Diagnostic tests (changes in addition to those from underlying diseases)
* Biochem-Increased ALT, ALP, AST
* Haem- nonregen anemia, poikilocytosis, increased Heinz bodies
* Coags – possibly prolonged PT and APPT
* low vit K- check and supplement before FNA or feeding tube
* Ultrasound- hepatomegaly- homogeneous hyperechoic parenchyma
* Liver FNA- significant vacuolar distention of hepatocytes

Treatment
* IVFT- 0.9% NaCL NOT Hartmann’s (cannot metabolise lactate)
* Suppliment K+, phosphate and B12 according to biochem results
* Start feeding slowly- high protein low carb diet (tube feeding)
* Consider antiemetics- maropitant

Prognosis- >80% recovery if treatment started early

19
Q

What is refeeding syndrome? What clinical signs are associated? How can it be treated?

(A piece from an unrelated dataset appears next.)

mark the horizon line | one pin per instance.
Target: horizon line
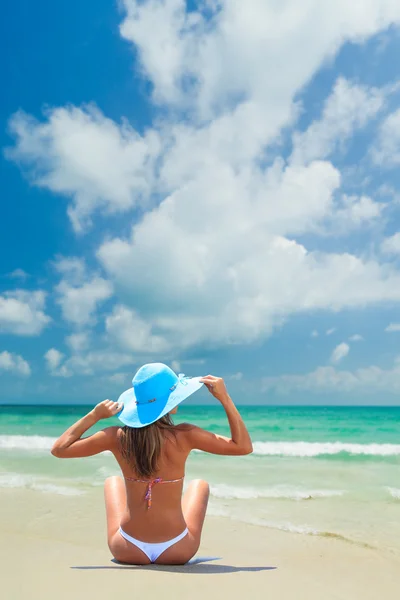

How can it be prevented?

A
  • If patient fed too much/too quickly after prolonged anorexia.
  • Starvation causes electrolyte depletion (notably Mg2+ and K+)
  • Insulin released by pancreas when refeeding implemented
  • K+ and glucose co-transported into cells so serum K+ drops- hypokalaemia
  • Body responds so sudden reintroduction of carbohydrates by making lots of ADP and ATP- uses lots of phosphorus- hypophosphatemia

Clinical signs- seen within 5 days of refeeding
* cervical ventroflexion,
* severe muscle weakness
* acute red blood cell lysis
* respiratory failure

Treatment
* Immediately reduce feeding 50% and lower carb diet and increase slowly over 4-6 days
* Check electrolyte levels and give Potassium Phosphate CRI as needed
* May need Magnesium Sulphate too or hypoK+ may be refractory
* Monitor electrolytes and glucose q4-6hrs and adjust accordingly
* Monitor PCV closely for hypophosphatemia induced haemolytic anaemia- transfusion if needed
* ECG- heart rate and rhythm

Prevention
* Reintroduce feeding slowly
* Max speed- 1/3rd RER on day one , 2/3rd day two, all day three
* Monitor K+, Mg2+ and phosphorus at least daily and supplement as needed.